Is it an incremental (using -p <parent_snapshot>) or a full send? Do
you see any warning (traces, errors) in syslog (dmesg)?

Either an issue in send or, if it's an fs created/used with unpatched
3.17.0/1, it can be a side effect of the corruption.

thanks

>
> Thanks
> John



-- 
Filipe David Manana,

"Reasonable men adapt themselves to the world.
 Unreasonable men adapt the world to themselves.
 That's why all progress depends on unreasonable men."

Re: [PATCH] Revert "Btrfs: race free update of commit root for ro snapshots"

[john terragon]

-It's not a brand new fs. It has been created four or five days ago
with btrfs-progs 3.16.2 (in fact it was created because of the dead
unremovable ro snapshots in the previous fs)

-the snapshot in question has been created after applying the patch
(and it has not become corrupted so far)

-not an incremental send

-no warnings in dmesg

-btrfs check segfaults (as it did before the patch)

-there are in fact dead unremovable ro snapshots in the filesystem (it
has been used before the patch). But the filesystem seems functional
as long as the dead ro snapshots aren't touched.
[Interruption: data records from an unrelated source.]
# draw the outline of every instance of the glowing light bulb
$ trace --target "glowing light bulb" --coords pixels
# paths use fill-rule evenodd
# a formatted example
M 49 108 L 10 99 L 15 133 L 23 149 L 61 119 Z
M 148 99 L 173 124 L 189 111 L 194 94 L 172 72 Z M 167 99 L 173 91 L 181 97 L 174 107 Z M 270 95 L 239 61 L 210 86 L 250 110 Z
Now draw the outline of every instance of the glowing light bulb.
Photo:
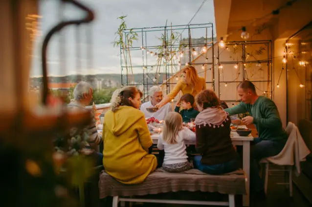
M 223 38 L 220 38 L 220 41 L 219 42 L 219 46 L 222 48 L 223 48 L 225 46 L 225 43 L 223 41 Z
M 242 33 L 241 34 L 241 38 L 245 40 L 249 38 L 249 34 L 246 32 L 246 27 L 242 27 Z
M 203 53 L 206 53 L 207 52 L 207 47 L 204 46 L 202 48 L 201 48 L 201 51 L 202 51 Z
M 285 56 L 283 56 L 283 62 L 284 63 L 286 63 L 287 62 L 287 60 L 286 59 L 286 57 Z

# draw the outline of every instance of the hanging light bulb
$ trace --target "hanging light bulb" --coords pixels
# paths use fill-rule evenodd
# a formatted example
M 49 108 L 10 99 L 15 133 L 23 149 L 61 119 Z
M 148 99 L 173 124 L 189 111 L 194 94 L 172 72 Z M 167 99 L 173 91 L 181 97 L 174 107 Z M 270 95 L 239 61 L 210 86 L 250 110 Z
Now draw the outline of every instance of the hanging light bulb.
M 246 32 L 246 27 L 242 27 L 242 33 L 241 34 L 241 38 L 243 39 L 246 40 L 249 38 L 249 34 Z
M 220 41 L 219 42 L 219 46 L 222 48 L 223 48 L 225 46 L 225 43 L 224 43 L 224 41 L 223 41 L 223 37 L 220 38 Z
M 286 59 L 286 57 L 285 56 L 283 56 L 283 62 L 284 63 L 286 63 L 287 62 L 287 60 Z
If one of them is
accessed with ls -l  I get the usual "parent transid verify failed on
X wanted Y found Z". But as I said no warnings of that kind (or any
kind) appear in dmesg when I do the send on the freshly created ro
snapshot.

thanks
john


On Thu, Oct 16, 2014 at 1:05 AM, Filipe David Manana <fdmanana@gmail.com> wrote:
> On Wed, Oct 15, 2014 at 11:42 PM, john terragon <jterragon@gmail.com> wrote:
>> Hi.
>>
>> I applied the patch to 3.17.1 but although I haven't seen any
>> corrupted ro snapshot yet it's still impossible to do btrfs send. As
>> soon as I start btrfs send I still get
>>
>> ERROR: send ioctl failed with -12: Cannot allocate memory
>>
>> even if I redirect btrfs send's output to a file (instead of involving
>> btrfs receive)
>>
>> Maybe this time it's actually a btrfs-progs bug?
>
> Not enough information to tell.
>
> Is it a brand new fs? If not, is it a snapshot created after applying
> the patch or before? Does a btrfsck reports any issues with the fs?
> Is it an incremental (using -p <parent_snapshot>) or a full send? Do
> you see any warning (traces, errors) in syslog (dmesg)?
>
> Either an issue in send or, if it's an fs created/used with unpatched
> 3.17.0/1, it can be a side effect of the corruption.
>
> thanks
>
>>
>> Thanks
>> John
>
>
>
> --
> Filipe David Manana,
>
> "Reasonable men adapt themselves to the world.
>  Unreasonable men adapt the world to themselves.
>  That's why all progress depends on unreasonable men."